С кровати донеслось какое-то ворчание, и лежащий на ней человек отбросил газету. Некоторое время он, проснувшись лишь наполовину, продолжал лежать, глядя куда-то в пространство. Это был старик с благородной внешностью hidalgo; он вполне мог быть испанцем; на редкость красивое лицо светилось нежностью, волосы были совсем седыми. Короткая испанская бородка. Галстук-бабочка сполз набок; жилет сиреневого шелка. Старик с трудом приподнялся на локте и взглянул на Альмайо. Он выглядел опечаленным, несчастным, уязвленным и униженным.

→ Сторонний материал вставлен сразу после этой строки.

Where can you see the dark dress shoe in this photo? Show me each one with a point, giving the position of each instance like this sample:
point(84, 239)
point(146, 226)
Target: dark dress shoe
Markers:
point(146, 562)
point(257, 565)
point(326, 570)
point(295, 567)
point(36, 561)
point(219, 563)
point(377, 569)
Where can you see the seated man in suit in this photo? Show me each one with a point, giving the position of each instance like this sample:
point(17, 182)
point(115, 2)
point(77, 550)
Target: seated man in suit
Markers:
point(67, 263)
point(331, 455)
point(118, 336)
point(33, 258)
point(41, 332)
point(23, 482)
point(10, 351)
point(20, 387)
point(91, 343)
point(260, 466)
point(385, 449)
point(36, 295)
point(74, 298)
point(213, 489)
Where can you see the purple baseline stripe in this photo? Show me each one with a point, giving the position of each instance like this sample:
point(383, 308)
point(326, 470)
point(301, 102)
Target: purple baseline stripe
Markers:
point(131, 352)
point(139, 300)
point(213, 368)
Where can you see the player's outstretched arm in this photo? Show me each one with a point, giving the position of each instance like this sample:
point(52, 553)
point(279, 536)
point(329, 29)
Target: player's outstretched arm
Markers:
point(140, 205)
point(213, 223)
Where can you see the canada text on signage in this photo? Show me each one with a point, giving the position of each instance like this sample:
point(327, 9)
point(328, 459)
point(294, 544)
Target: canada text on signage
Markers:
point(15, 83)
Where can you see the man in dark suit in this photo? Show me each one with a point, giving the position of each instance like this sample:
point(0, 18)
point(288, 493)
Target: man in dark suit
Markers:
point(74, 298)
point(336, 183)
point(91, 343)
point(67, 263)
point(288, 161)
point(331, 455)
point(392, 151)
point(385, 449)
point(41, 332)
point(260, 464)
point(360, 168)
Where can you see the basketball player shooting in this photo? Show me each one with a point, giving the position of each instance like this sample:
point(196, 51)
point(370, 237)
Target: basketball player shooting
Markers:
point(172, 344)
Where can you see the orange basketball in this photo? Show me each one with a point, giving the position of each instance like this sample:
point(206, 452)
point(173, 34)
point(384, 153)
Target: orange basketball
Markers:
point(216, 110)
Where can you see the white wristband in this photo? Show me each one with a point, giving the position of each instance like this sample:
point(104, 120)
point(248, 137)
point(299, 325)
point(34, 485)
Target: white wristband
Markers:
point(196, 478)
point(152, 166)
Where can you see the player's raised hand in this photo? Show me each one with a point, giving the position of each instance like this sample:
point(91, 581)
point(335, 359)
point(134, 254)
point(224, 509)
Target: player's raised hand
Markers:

– Что происходит? – спросил он. – Кто этот человек? Что еще от меня нужно? Почему меня никогда не оставляют в покое? Что я им всем такого сделал? Я все же имею право хоть на минутку забыть этот проклятый мир. Так нет же, меня опять будят. Ни малейшего уважения к великим артистам. Что это за индеец совершенно безумного вида? В один прекрасный день я выйду из себя, вот тогда я вам покажу…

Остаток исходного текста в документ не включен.